Some good stories are:
- Public Library of Science (PLoS)
- ResearchGate — where scientists can answer one another’s questions, share papers and find collaborators — is rapidly gaining popularity. Its membership has mushroomed to more than 1.3 million. The Web site is a sort of mash-up of Facebook, Twitter and LinkedIn, with profile pages, comments, groups, job listings, and “like” and “follow” buttons. Only scientists are invited to pose and answer questions.Scientists populate their ResearchGate profiles with their real names, professional details and publications — data that the site uses to suggest connections with other members. Users can create public or private discussion groups, and share papers and lecture materials. ResearchGate is also developing a “reputation score” to reward members for online contributions. ResearchGate offers a simple yet effective end run around restrictive journal access with its “self-archiving repository.” Since most journals allow scientists to link to their submitted papers on their own Web sites, Dr. Madisch encourages his users to do so on their ResearchGate profiles. In addition to housing 350,000 papers (and counting), the platform provides a way to search 40 million abstracts and papers from other science databases. In 2011, ResearchGate reports, 1,620,849 connections were made, 12,342 questions answered and 842,179 publications shared
- ScienceOnline conference will have its sixth edition this year
A provocative but interesting manifesto in The Guardian:
Publishers’ “rhetoric has traditionally been of partnering with scientists, but the truth is that for some time now scientific publishers have been anti-science and anti-publication.
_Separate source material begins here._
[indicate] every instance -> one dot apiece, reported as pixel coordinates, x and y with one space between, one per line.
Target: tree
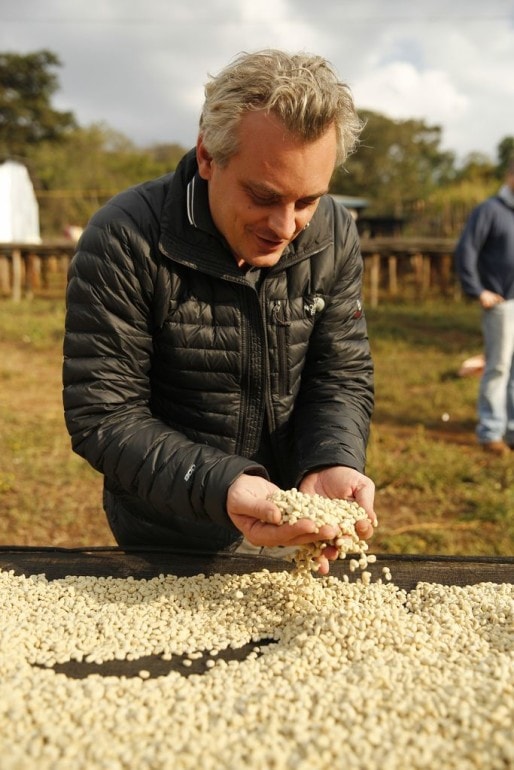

The Research Works Act, introduced in the US Congress on 16 December, amounts to a declaration of war by the publishers. (…)
All of this is great for the progress of science, which has always been based on the free flow of ideas, the sharing of data, and standing on the shoulders of giants
But what’s good for science isn’t necessarily good for science publishers, whose interests have drifted far out of alignment with ours. Under the old model, publishers become the owners of the papers they publish, holding the copyright and selling copies around the world – a useful service in pre-internet days. But now that it’s a trivial undertaking to make a paper globally available, there is no reason why scientists need yield copyright to publishers. (…)
Open-access publishers such as the Public Library of Science are able to make a modest profit on a publication fee of $1,350 (£880). But traditional publishers have become used to making much more than this, and so resist the inevitable conversion to open access.
t’s hardly surprising that publishers would fight dirty to hang on to a business model where scientists do research that is largely publicly funded, and write manuscripts and prepare figures at no cost to the journal; other scientists perform peer-review for free; and other scientists handle the editorial tasks for free or for token stipends. The result of all this free and far-below-minimum-wage professional work is journal articles in which the publisher, which has done almost nothing, owns the copyright and is able to sell copies back to libraries at monopolistic costs, and to individuals at $30 or more per view.
What is surprising is how complicit scientists are in perpetuating this feudal system (…)
The bottom line for scientists is that many publishers have now made themselves our enemies instead of the allies they once were. Elsevier’s business does not make money by publishing our work, but by doing the exact opposite: restricting access to it. We must not be complicit in their newest attempt to cripple the progress of science”.
Dr Mike Taylor. Academic publishers have become the enemies of science. The Guardian, Online, the 16th of January 2012.